"I need to schedule overtime to upgrade the switches and reboot them. The last time they were power cycled was in 2008"
"So... they've been running for over 3 years without error and you want to fiddle with them?"
"Kinda. I want to upgrade the IOS so we can leverage rapid spanning-tree and a better QOS command set"
"I have no idea what you just said. Here's the deal, will it interrupt users?"
"It could potentially cause some errors for users with after-market switches at their desks..."
"Then you need to let the users know."
There will be a scheduled maintenance after hours tonight that might effect connectivity at your location. You many or may not encounter issues where Outlook will complain of lost connection for several hours even though it has one. It's also possible your illegal file sharing applications, that are sucking all the Internet bandwidth, will crash.
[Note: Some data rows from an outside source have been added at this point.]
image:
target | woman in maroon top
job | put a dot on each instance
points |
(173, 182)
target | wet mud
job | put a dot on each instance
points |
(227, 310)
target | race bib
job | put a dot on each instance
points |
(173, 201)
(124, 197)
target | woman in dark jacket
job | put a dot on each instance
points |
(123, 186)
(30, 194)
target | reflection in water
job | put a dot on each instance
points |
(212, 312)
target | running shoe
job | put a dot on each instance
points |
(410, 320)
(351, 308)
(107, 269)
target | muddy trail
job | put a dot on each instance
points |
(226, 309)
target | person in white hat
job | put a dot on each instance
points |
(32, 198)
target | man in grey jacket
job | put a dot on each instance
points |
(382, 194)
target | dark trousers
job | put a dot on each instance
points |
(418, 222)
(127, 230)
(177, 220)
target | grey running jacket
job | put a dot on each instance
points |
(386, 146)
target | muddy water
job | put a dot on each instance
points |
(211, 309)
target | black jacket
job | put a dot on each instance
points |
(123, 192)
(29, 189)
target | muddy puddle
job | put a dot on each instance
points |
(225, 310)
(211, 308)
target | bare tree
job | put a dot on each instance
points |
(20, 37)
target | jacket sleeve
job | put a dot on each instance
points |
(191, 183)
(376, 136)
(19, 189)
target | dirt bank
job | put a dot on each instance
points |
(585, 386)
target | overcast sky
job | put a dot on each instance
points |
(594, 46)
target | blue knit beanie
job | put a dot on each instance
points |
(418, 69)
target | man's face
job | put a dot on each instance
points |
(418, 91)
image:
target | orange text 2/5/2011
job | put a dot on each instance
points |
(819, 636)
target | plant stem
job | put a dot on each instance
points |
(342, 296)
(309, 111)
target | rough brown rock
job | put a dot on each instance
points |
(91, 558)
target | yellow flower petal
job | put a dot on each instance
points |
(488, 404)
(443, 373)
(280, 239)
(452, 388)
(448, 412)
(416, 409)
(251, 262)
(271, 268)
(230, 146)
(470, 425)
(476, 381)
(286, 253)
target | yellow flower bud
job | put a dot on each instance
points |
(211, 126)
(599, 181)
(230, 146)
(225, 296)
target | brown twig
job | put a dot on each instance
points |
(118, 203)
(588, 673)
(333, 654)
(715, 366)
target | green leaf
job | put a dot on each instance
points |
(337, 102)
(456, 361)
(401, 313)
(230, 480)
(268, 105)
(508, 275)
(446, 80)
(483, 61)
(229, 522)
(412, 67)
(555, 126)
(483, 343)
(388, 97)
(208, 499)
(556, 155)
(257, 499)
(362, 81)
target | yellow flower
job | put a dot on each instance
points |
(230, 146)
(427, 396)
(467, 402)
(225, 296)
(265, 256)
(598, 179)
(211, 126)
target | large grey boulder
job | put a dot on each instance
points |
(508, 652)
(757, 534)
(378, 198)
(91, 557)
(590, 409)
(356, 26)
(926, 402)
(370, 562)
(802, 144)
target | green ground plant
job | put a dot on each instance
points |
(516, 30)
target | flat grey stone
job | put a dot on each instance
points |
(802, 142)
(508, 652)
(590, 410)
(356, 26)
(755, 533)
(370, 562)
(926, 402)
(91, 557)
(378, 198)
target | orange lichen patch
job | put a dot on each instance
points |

This of course means you'll blame the upgrade for any computer issue you might see tomorrow, including why your PDA won't sync to Windows. I didn't really want to tell you what I was doing tonight but my boss made us.
After all this is completed and functional, you will not be able to notice any significant changes.
Your ever caring network administrator
Now the users and my boss are both aware that I do stuff that appears lacking in merit. I know it's important to have the right QOS on the network especially with Voice over IP and video conferencing in our environment, but it's hardly a glamorous upgrade. We were just in a meeting where everyone was justifying their existence for the month. Mine justification seemed quite lacking.
"I'm installing readers to increase work flow and allow clients faster access to our services."
"We're rolling out a new interactive voice response to lessen the burden on the incoming call queue."
"I'm causing intermittent network errors on hundreds of our users computers in order to replace IOS 12.1.9 with 12.1.22 on all 50 switches..."
"Ah... okay then."
In some ways that's just IT. No one really cares how it works, until it doesn't. And if we don't take the initiative to keep the nodes up to date, you're going to find yourself in a pickle when your manager walks in a declares a new direction. If you haven't experienced yet, then buckle up 'cause your due.
"The execs just decided we are going to replace all the old phones with VoIP units."
"Next week. It should be awesome-"
"You know they won't work on or network. You told them that, right?!"
"Why? What have you done to it?!!"
So we do the thankless tasks and realize that in the end, it's better to be overlooked and left alone then blamed for errors you could have prevented. In many ways it's just a selfish method for keeping people from showing up at my door. And that slice of realization is worth almost any effort I can muster!